The controversial Future of Financial Advice (FoFA) reforms have finally passed the Senate, but hardly a single change remains uncontested. The main players in the industry have split along predictable lines.
Consumer groups and accountants say consumers have lost protections, whereas banks and financial planners, who employ or are linked to the bulk of advisers, have come out in strong support.
The Government says the changes are aimed at cutting red tape and needless cost. Financial Planning Association CEO Mark Rantall says the bits being removed were “political not practical” – sweeteners used by the previous Labor government to assure passage of the legislation through the hung Parliament.
But Choice’s policy and campaigns advisor Erin Turner says consumers now have “a lot less protection”.
“The [previous regulations] made a big practical difference for consumers, in terms of being able to trust that the advice they were getting was independent and in their best interest,” she says.
“This is an industry where we have seen scandal after scandal. People have lost their houses and their life savings.” Certified Practicing Accountants CEO Alex Malley agrees that the changes “tip the balance too far the wrong way and erode important and hard won consumer protections”.
Industry Super Australia CEO David Whiteley says the primary concern is that Australians will not be able to get access to impartial financial advice “from somewhere in the order of 90-plus per cent of financial planners in Australia because they are employees of banks or insurance companies or tied to them through licencing agreements”.
But the Australian Bankers’ Association has accused industry super funds of misrepresenting the changes and running an anti-bank campaign.
For now, the biggest question seems to be whether FoFA ensures that financial advisors are always acting in our best interests, and not draining bank balances through fees for their own personal gain.
Given how contested and complex the issue is, we can’t give you an exhaustive explanation of the changes. But we have compiled some crucial tips to help you protect your hard-earned savings when seeking advice.
TIP 1. Keep track of any ongoing fees
Under the FoFA changes, you will have to opt-out, rather than opt-in, to ongoing payments linked to financial advice.
Under the old FoFA, a financial advisor would have to check in with you every two years to see if you wanted to keep paying fees.
If you didn’t write back within 30 days, the fee would automatically end. Not anymore.
You will also no longer receive annual fee disclosure statements. Thus, the onus is back on you to keep a close eye on what you are being charged, so stay on top of your fees.
TIP 2. If it sounds too good to be true…
…it usually is. Investing is boring, long term, and hard work, Mr Rantall says.
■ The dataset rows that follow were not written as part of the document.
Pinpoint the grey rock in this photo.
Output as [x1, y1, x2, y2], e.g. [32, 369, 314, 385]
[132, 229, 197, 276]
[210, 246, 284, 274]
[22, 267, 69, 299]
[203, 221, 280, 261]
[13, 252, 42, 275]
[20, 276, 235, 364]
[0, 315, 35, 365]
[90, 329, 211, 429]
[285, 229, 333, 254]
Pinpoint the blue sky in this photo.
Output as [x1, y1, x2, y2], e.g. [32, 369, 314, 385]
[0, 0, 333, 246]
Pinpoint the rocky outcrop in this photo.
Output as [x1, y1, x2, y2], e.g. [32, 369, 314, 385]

Don’t kid yourself otherwise.
TIP 3. Ask if you are currently receiving scaled advice
Scaled advice is financial advice limited to a particular product or range of products, and is often cheaper than broader, more comprehensive advice.
For example, you might seek scaled advice on the best shares to buy, rather than the best investment to make.
Theoretically, you could agree with the bank-employed advisor to limit advice only to the range of products offered by that bank.
Under Labor, the protections that applied to scaled advice and comprehensive advice were identical.
Now, a client and a financial advisor can agree on the exact subject matter that the scaled advice is going to apply to.
So, you could approach a bank for share market advice, and instead be told that you should consider only one type of share, and then be asked to sign a form consenting to only being given advice about that particular share.
Thus, the line where scaled advice actually starts is now blurry, so be sure to clarify the starting line with your advisor.
TIP 4. Ask about bonuses or incentives
The FOFA reforms clarify what benefits can be paid to retail advisors under what is called a “balanced scorecard arrangement”.
According to Erin Turner at CHOICE, the circumstances in which up to 10 per cent of the annual income of a retail advisor (such as a bank teller) can be linked to sales targets has increased.
“This reintroduces a sales culture into what is presented as neutral, informative advice.
It’s not what consumers think they’re getting,” she says.
That said, a financial advisor must always put your interests first, ahead even of those of their employer, but always ask what bonuses or incentives your retail adviser does or will receive from any financial product they recommend.